E porra, eu ainda não terminei de ler o livro, mas fica aí a impressão: Era 1968, o mundo era hippie e, nos anos que se seguiriam, aconteceriam revoluções sociais de tipos que nunca tinham sido vistas até então… E tavam lá os Beatles sendo os Beatles, aquela banda que o seu tio gosta porque era descolado na época dele e que os hipsters gostam porque as camisetas têm bom design.
Essa coisa toda me deixou pensando em quão arcaico, e ao mesmo tempo vital e contemporâneo, é fazer uma biografia… É muito humano. Porque botar a vida de alguém no papel (Ou a sua própria) é um treco tão completamente irrelevante que só poderia dar certo: É uma forma de reflexão, uma forma de comparação entre a vida retratada no livro e a vida do leitor, e que inevitavelmente só pode dar errado pro leitor uma vez que só existe biografia de gente bem sucedida ou de gente desgraçada… No caso desta última a coisa toda vira uma competição de ver quem é melhor em ser um derrotado.
Sei que esse parágrafo anterior tem toda uma cara de azedume típico, mas juro que estou perfeitamente tranquilo enquanto o escrevi e escrevo estas linhas: Uma biografia é um relato totalmente parcial de parte da vida de alguém. É, por definição, uma seleção dos (Supostos) fatos mais importantes e mais interessantes de ser contados, que têm como única função o marketing pessoal. E isso vale pra biografia de gente morta também, mesmo que à primeira vista isso pareça contraditório: É sobre a criação de um mito, uma personagem que teoricamente existiu de verdade… Quem quer deixar um legado pro mundo não fala de si mesmo, e quem quer ter uma recordação da vida de alguém não procura editora.
Uma autobiografia é, acima de tudo, um exercício ao próprio ego, e uma biografia é ou uma tentativa de denegrimento ou de puxar o saco de alguém… A diferença de mérito entre as duas é que pelo menos as biografias dizem o nome de seu verdadeiro autor.

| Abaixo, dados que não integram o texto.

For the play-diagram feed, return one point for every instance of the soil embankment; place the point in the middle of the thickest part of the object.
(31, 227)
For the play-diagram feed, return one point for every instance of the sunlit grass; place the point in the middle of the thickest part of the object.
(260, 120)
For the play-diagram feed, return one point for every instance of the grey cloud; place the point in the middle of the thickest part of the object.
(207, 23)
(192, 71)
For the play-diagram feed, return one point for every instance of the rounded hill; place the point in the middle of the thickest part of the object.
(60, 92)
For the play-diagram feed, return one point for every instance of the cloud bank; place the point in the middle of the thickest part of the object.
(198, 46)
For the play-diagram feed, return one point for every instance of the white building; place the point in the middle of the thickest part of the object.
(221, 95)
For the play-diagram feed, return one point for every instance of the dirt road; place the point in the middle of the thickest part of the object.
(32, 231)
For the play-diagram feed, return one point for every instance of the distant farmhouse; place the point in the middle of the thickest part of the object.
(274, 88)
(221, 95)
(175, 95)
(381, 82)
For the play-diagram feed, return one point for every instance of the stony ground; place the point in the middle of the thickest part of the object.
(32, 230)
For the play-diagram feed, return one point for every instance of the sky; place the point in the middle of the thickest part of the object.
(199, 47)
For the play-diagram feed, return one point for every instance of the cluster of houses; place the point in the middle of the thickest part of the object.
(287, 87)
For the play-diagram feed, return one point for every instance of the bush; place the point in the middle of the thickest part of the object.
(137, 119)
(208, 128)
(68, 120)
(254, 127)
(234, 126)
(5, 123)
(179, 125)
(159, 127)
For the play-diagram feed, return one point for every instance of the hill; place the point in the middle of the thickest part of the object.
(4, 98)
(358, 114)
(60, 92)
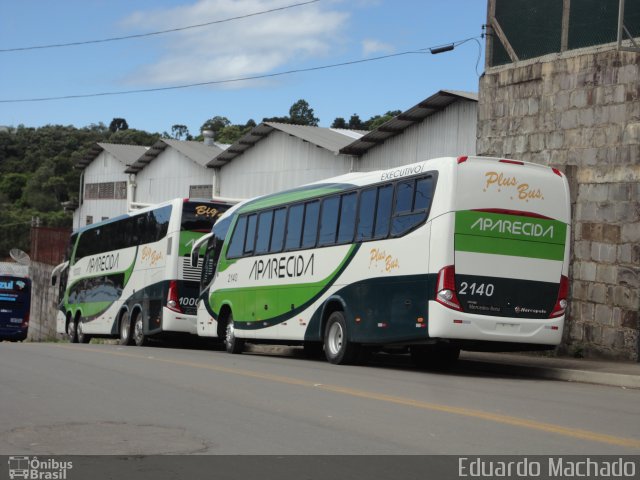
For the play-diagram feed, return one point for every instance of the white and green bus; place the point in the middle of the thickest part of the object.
(433, 257)
(130, 277)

Dito isto tudo, vale ressaltar que eu não tenho nada contra biografias aliás tenho vários amigos que são biografias já que a graça da parada é realmente ver o que uma pessoa pensa (Ou faz de conta que pensa) da própria vida ou ainda como alguém vê a vida de outra pessoa: É um exercício de reflexão, comparação egoísta sim, e tudo bem. Sério, tudo bem. Isso faz parte da vida, e isto seria muito meta se não fosse realmente o ponto central da coisa toda: Biografias servem para comparar a vida das pessoas, já que é assim que se constrói um processo evolutivo social (E, com sorte, pessoal).
Você muito provavelmente já leu em algum lugar um texto que dizia que as redes sociais e a maior disponibilidade de informações pessoais na internet faz com que as pessoas tendam a ser mais infelizes porque passam o tempo todo comparando suas vidas com uma realidade fictícia criada para o mundo digital olha só, e sem nenhuma vírgula!. Bem, é isso mesmo: Ou cê aprende a mentir na internet também ou sai dela e vai fazer alguma coisa com a tua vida. É assim que a parada funciona, é assim que sempre funcionou; o que a tecnologia mudou é que cê agora tem uma gama maior de gente com quem se comparar… Caso cê não goste, basta escolher o caminho mais fácil: A porta tá logo alí, basta tocar a campainha e cortar os pulsos que já vem alguém te buscar.